Message from Mike Fraysier, Director of Lands Administration
State lands under the jurisdiction of the Agency of Natural Resources (ANR) comprise an important and highly visible part of Vermont's natural resources. They encompass many of Vermont's most prominent natural, scenic, wildlife, and recreational areas including Mt. Mansfield, Camel's Hump, and other notable summits along the spine of the Green Mountains; wonderful beaches, significant wetlands, and beautiful islands on Lake Champlain; expansive tracts of productive and diverse wildlife habitat and forestland; miles of linear streambank parcels providing valuable fishing access and riparian corridors; and one of the finest state park systems in the nation. These lands are conserved in perpetuity for the enjoyment and use of the public and for the protection of important natural resource values.
The State of Vermont has made a tremendous public investment in state-owned conservation and recreation lands. Agency lands now total over 346,000 acres. In addition, the Agency holds conservation easements, public access rights, or other "less than fee" interests on another 135,000 acres of private land. Collectively, these lands comprise approximately 7% of Vermont's land base with holdings scattered across the state in 425 management units in 212 towns.
Lands administration is a necessary but sometimes invisible function of state land ownership and stewardship. It includes coordinating and carrying out land transactions (including the acquisition, exchange, and occasionally even the disposition) of lands, the care and maintenance of land records and associated maps, property survey and related boundary work, mapping, administration of leases and licenses for uses of state lands, state lands management planning activities, and conservation easement stewardship, and other activities.

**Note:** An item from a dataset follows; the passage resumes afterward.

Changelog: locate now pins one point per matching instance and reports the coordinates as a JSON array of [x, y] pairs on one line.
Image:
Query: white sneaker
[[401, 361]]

Administrative responsibilities associated with state land have increased with the increase in lands under state ownership. In particular, the dramatic increase in state land holdings since the early 1990’s have added significantly to the division’s responsibilities. During this time period, the Agency acquired more than 75,000 acres of land, and conservation easements on over 120,000 acres. Notable acquisitions during this period include the former Champion lands property (now West Mt. Wildlife Management Area), Green River Reservoir State Park, the Hancock working forest conservation easement, numerous Long Trail purchases, and many other significant properties. There are now more state properties to survey, more boundary issues to resolve on state lands, more state land management plans to develop, and more requests for special uses of state lands than ever before. The lands administrative needs associated with these recent purchases, when combined with the division’s new initiatives (such as the restoration and protection of important wetland properties under the Agency’s Clean and Clear program) and the many on-going administrative responsibilities for all Agency lands creates a very challenging work environment. We look forward to meeting this important and necessary challenge!